Tuesday, February 7, 2012

February COAAST survey

Despite the dreary-sounding weather report, the sun rose to display a pink sky and continued shinning all day long in a near cloudless sky. It was time once again for our monthly beach survey out at Boy Scout Beach. We packed a small snack and hit the trail a little earlier than normal. The 45-minute drive out to the trailhead gave us glimpses of blue sky and snow covered mountains. We weren't sure what the trail condition would be with the recent 4 feet of snow and then two days of rain. The twice a day shoveling I did while Tim was in Florida has reduced itself into patches of green grass and a few mounds of soft snow. I keep wondering if we shouldn't just ignore the snow when it falls as it always seems to melt a few days (or a week in this case) later.
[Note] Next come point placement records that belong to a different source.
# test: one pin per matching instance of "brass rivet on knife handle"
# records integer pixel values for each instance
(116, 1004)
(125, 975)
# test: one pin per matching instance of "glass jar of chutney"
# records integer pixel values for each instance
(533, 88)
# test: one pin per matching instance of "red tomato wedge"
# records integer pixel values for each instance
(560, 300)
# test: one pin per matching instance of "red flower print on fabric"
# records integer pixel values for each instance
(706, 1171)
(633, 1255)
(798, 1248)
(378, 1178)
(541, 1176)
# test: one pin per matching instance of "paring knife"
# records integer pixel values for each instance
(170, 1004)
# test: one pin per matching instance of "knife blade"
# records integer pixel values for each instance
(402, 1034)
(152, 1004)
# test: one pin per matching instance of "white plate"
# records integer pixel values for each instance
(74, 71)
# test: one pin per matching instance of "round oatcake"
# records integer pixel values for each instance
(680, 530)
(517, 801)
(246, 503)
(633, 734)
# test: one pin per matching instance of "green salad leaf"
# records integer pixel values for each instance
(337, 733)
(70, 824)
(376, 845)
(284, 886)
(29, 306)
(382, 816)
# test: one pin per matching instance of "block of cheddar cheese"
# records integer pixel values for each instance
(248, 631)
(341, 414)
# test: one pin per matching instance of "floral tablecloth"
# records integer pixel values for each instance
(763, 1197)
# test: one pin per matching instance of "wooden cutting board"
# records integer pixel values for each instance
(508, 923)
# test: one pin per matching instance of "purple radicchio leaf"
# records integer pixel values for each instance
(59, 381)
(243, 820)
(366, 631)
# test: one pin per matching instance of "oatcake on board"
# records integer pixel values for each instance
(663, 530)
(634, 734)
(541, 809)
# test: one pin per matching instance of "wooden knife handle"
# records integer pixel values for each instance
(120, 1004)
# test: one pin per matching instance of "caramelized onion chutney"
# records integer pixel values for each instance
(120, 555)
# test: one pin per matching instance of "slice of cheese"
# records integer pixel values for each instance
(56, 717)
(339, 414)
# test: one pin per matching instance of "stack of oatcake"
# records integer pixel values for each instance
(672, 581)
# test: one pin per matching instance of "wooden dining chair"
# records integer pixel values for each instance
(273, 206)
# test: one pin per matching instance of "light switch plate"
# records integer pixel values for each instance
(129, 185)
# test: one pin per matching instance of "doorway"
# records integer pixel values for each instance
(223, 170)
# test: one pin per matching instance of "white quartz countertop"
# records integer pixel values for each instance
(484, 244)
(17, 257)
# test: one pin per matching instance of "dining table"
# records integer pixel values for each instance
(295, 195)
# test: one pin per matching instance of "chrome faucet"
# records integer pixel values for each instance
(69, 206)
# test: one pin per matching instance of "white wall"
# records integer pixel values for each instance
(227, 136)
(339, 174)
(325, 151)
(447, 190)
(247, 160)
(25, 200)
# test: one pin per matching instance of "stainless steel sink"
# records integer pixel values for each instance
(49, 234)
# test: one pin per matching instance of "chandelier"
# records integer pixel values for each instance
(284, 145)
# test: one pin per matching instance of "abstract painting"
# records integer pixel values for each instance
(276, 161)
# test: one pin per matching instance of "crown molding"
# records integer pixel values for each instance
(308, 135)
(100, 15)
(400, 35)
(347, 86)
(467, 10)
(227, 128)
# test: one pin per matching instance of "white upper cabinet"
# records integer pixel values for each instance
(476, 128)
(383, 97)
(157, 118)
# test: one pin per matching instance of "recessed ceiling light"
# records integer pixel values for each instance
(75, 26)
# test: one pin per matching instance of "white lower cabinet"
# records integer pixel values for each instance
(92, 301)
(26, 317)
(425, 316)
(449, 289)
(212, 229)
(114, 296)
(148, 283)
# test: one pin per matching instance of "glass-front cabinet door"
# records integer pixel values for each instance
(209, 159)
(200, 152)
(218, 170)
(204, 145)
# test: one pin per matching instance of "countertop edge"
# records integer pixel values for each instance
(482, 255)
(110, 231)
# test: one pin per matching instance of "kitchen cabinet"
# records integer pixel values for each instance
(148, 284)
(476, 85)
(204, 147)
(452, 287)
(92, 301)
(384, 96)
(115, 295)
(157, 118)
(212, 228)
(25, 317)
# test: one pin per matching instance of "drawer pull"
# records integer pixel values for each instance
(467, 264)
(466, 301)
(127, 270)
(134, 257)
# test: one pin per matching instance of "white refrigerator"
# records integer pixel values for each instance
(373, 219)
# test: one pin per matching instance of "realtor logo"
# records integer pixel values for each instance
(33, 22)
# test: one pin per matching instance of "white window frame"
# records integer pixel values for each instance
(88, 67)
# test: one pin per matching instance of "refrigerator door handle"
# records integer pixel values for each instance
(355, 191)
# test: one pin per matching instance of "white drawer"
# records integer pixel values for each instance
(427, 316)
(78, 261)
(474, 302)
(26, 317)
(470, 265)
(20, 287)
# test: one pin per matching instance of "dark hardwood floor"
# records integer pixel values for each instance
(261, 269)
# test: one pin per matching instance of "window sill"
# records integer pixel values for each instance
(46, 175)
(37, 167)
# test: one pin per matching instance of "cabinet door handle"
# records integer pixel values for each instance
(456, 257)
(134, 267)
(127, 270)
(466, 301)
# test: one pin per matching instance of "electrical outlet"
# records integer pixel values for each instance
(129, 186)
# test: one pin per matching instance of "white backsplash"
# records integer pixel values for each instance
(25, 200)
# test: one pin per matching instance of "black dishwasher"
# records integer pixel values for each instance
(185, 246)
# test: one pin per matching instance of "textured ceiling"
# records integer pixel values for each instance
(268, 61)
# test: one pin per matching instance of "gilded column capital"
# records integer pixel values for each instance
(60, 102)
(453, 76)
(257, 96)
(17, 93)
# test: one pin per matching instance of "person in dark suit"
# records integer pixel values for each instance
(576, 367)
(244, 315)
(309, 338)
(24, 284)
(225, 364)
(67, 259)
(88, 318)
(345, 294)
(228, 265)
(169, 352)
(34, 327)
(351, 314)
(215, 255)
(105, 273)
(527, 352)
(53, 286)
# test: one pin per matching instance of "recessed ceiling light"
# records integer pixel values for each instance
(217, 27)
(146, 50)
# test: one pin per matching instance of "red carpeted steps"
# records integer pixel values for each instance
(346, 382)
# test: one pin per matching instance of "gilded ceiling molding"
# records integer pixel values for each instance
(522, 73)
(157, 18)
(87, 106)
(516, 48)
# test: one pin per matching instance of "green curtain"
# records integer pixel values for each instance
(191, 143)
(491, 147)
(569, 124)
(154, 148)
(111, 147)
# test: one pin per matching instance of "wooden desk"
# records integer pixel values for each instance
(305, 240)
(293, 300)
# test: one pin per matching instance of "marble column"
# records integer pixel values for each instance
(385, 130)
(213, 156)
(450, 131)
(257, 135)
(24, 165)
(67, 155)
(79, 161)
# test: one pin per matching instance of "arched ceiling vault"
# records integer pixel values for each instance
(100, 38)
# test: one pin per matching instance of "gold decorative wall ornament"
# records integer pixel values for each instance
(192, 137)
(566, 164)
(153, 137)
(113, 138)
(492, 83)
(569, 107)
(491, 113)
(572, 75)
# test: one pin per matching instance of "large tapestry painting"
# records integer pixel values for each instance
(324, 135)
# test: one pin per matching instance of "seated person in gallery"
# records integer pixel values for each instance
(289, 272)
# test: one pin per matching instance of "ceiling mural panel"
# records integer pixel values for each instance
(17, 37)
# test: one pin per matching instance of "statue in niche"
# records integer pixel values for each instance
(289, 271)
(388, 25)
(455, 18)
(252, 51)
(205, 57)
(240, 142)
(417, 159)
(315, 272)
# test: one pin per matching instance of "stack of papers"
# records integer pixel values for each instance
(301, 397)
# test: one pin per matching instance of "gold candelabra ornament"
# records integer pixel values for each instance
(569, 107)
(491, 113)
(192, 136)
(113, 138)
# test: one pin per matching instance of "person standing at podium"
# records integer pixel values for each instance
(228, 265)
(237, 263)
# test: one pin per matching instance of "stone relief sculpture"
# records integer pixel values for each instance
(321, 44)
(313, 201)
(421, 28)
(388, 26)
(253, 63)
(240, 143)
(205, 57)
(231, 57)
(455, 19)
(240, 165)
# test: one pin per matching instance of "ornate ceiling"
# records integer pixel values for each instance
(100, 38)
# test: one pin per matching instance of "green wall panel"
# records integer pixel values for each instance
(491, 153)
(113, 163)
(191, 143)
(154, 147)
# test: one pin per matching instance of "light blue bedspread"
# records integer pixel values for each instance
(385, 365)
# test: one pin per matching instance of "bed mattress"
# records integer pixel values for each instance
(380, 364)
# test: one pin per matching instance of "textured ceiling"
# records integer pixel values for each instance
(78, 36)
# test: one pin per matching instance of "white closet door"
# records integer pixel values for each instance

We had our snowshoes but ended up only needing our microspikes. If you veered off the trail then you fell through the snow up to your (my) knee but it was a pretty wide pathway so wasn't too bad. There was only a few really icy spots but it was reassuring to have the microspikes.

When we finally made it to the beach the view was incredible and we slowing shed outer clothing as we got out of the forest and into the open. It was like a spring day. There was warmth from the sun and no wind.

And then we found a deceased adult Bald Eagle near the high tide mark from the previous high tide (around midnight). The bird had all of its outer parts but was just a carcass of bones and features. We didn't need the identification book this time to know it was an eagle.

With wings measure 110 cm and a tarsus measuring 60 mm it was a very large bird, so probably a female although we can't confirm.

Bald guy with the bald eagle.

We taged the bird with our designated Orange band and since it was our second bird it got another orange tag double orange (in COASST speak).

We remarked that if we had to find a deceased bird, that the weather conditions we had were the best for it. It would have been miserable if it had been pouring down rain or snow while we were taking measurements or trying to make notes on the data sheet.